PVT has also been carried out by civil society organizations in many countries, including Burundi, Kenya, and recently in Nigeria. In Kenya Civil Society Observation Programme (KCSOP) carried out a swift count during the 2010 constitutional referendum to help reduce tension and prevent a repeat of the election related violence of 2007.
 
In Nigeria a coalition of four prominent Nigerian civil society groups - the Federation of Muslim Women’s Associations in Nigeria, Justice Development and Peace/Caritas Nigeria, the Nigerian Bar Association, and the Transition Monitoring Group - came together to form Project 2011 Swift Count to provide “an accurate, real-time picture” of the conduct of the accreditation of voters, voting, counting as well as the verification of the accuracy of the result as announced by the Independent National Electoral Commission (INEC). At the end of the poll, INEC official results were highly consistent with swift count estimates. Project 2010 Swift Count concluded that Nigerian citizens had a meaningful opportunity to vote and the results reflected the ballots cast.
 
Law No. 2011/002 of 6 May 2011 to amend and supplement certain provisions of law No. 92-10 of 17 September 1992 to lay down conditions governing the vacancy of, and election to the Presidency of the Republic in Cameroon states in section 92 (new) that: “(1) The results of the poll shall forthwith be entered into the report. Such report which shall be made in as many copies as there are members present plus 2 shall be closed and signed by all the members; (2) A copy of the report shall be given to each member of the Local Polling Commission present and having signed it. (3) One copy shall be forwarded within 48 hours following the close of the poll to the Chairman of the Divisional Supervisory Commission. (4) The President of the Local Polling Commission shall forward the original copy of the report to the head of the Council Branch of Elections Cameroon for filling.

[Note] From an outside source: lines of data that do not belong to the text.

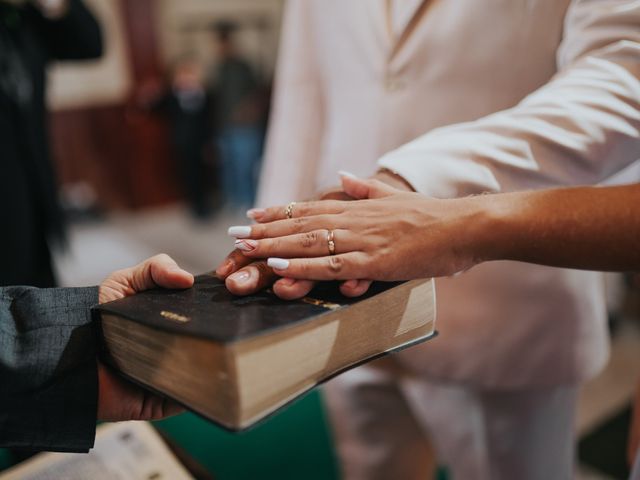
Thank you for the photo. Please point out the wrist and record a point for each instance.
(484, 229)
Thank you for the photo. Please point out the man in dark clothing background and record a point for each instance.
(31, 35)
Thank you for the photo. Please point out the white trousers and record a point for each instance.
(384, 422)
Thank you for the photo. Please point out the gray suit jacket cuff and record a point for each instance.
(48, 374)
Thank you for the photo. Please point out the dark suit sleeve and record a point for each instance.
(74, 36)
(48, 372)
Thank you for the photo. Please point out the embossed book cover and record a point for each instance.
(236, 360)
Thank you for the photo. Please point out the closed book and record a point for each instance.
(236, 360)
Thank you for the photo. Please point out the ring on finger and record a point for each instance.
(331, 242)
(288, 211)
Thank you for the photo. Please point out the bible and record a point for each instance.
(236, 360)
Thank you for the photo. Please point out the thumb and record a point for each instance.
(162, 271)
(361, 189)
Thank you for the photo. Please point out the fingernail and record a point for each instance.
(246, 245)
(239, 231)
(240, 277)
(256, 213)
(278, 263)
(224, 269)
(344, 173)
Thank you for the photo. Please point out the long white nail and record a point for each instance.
(239, 231)
(246, 245)
(278, 263)
(344, 173)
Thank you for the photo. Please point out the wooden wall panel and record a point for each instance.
(124, 155)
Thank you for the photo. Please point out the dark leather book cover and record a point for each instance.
(209, 310)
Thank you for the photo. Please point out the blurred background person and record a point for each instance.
(187, 104)
(33, 33)
(238, 116)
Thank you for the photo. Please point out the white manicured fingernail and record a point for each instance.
(239, 231)
(344, 173)
(246, 245)
(278, 263)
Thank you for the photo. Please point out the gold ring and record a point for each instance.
(289, 210)
(331, 242)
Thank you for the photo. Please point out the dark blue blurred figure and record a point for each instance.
(237, 117)
(187, 105)
(32, 33)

The said original copy shall be authentic.”
 
Section 77 (new) (4) of the above law stipulate that “polling stations shall be located in public places or in premises open to the public,” meaning that apart from the official presence of “representatives of candidates” at polling stations, representatives of civil society can be present. This also means that PVT is possible in the Cameroon electoral process. Although the recent law to amend and supplement certain provisions of Law N° 2006/11 of 29 December 2006 to set up and lay down the organization and functioning of Elections Cameroon (ELECAM), "publication of election trends" was deleted in section 22 (new) (I), it in no way bars PVT to ensure independent verification of results from polling stations

PVT is important if we remember that in 2002, public authorities encouraged electoral fraud by banning all announcements of results, although CRTV announced the victory of the CPDM in all constituencies immediately following the close of the polls, even before the counting started! This allowed administrative officials to manipulate results to give victory to the CPDM, in conformity with the announcement of CRTV. It is also important because “representatives of the administration” that masterminded the manipulation of polling station results in the past are back in force in Local Polling Commissions, Divisional Supervisory Commissions, and the National Commission for the Final Counting of Votes! 

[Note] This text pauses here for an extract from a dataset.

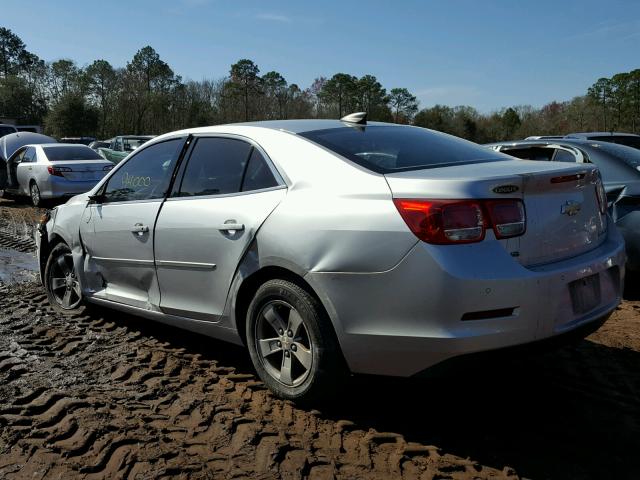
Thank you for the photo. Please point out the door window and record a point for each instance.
(29, 155)
(258, 174)
(216, 167)
(146, 175)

Other countries have seen the Bar Association, the Union of Journalists, and other key civil society organization lead the way in ensuring free, fair and credible polls in their countries. So far, these organizations seem to be just spectators in Cameroon. To add insult to injury, the opposition political parties are behaving as if they are all blind, deaf and dumb; not talking to themseles, and pretending neither to see, hear, nor read what is happening in other countries in similar situations like ours. 

To crown it all, a prominent Embassy in Yaounde carried out a PVT during the 2002 twin elections but when the results were in, they gave excuses that they could not cry more than the bereaved, since Cameroonians seemed to be “happy” with the results that were announced! They preferred to arm-twist government with the PVT and gain juicy investment contracts for their firms. Cameroonians need to take their destiny into their own hands first, before they can count on willing friends!